Dumpside Classic: 1952 Ford F-1 Pickup – The Owner’s First Vehicle

(first posted 3/12/2011)    I originally bought my ’66 F-100 for dump runs. We had an acre in Los Gatos then, and I paid $500 for it in 1987 to haul off brush and tree trimmings. Anyway, that was the excuse I needed to finally fulfill my desire for an old pickup after living in crowded LA. And I still use it for that purpose about as much as any other. Endless remodeling and sloppy tenants make me a fairly regular fixture at the Lane County Transfer station, where one sorts recyclables and dumps the rest into the giant pit, in the bottom of which a giant Cat lives that pushes it into big trucks that actually haul it to the dump. Anyway, I often meet kindred spirits there. And sometimes ones with a story to tell.

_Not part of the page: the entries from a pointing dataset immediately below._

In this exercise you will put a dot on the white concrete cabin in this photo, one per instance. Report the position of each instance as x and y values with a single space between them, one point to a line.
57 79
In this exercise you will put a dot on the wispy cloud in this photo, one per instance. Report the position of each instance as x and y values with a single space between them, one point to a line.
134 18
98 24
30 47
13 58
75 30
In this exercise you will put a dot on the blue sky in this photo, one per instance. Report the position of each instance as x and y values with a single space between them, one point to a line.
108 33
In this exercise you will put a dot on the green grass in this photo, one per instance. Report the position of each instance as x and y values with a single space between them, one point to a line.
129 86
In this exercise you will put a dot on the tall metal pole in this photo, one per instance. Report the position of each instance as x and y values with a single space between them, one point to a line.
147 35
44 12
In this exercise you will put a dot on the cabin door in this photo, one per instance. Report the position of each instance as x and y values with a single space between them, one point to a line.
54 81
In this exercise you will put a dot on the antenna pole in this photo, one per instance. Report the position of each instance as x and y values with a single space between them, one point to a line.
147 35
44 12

I backed in next to this fine veteran that is right up my alley patina-wise. I got to chatting with its owner, as owners of old Ford trucks are likely to do, as they check each other’s ride out. Or more like checking out the more interesting of the two, which his undoubtedly is.

It’s his first vehicle ever, bought 33 years ago. That would be 1978, when this long-lived truck was still almost youthful. I snapped a few shots and then we headed to do our business at the pit.

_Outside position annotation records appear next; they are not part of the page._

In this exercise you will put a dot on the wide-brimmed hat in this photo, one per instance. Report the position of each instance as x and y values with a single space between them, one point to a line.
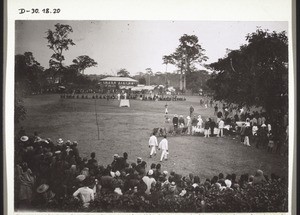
42 188
150 172
48 155
38 139
60 141
24 138
113 174
80 177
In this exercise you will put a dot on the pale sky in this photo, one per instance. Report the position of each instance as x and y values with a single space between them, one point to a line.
135 45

As we met up there again, our conversation continued, for quite a while. He showed me pictures of his home-built camping trailer that folds up to look like a covered wagon, with its propane tank hidden in an old wood barrel.

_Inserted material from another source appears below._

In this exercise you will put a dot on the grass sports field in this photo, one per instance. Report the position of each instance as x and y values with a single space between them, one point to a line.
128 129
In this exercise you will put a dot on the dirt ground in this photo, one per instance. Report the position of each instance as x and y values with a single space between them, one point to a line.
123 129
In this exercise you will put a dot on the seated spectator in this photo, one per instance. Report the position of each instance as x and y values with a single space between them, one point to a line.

He told me about some of the modifications he’s made, like a limited-slip axle that he picked up for free in someone’s yard. I should have asked to look under the hood, but I know it’s the six, which would be the first year for Ford’s new OHV engine, which came in a 215 CID version that year.

I’ve always been more of a fan of the Chevy trucks of this vintage; well, in fact I called the ’51 Chevy 3100 CC “My All-Time Favorite Truck“. For some reason, it seems like the Chevys of this vintage always outnumbered the Fords by a huge margin.

Well, ugly or not, you gotta love a truck with this kind of history and patina. How many paint jobs are trying to peek through here?

After a while, he said he needed to get back to work; and as he said it, he pointed in the direction of the bottom of the pit, where the big Yellow Cat sat waiting: “I drive that thing”.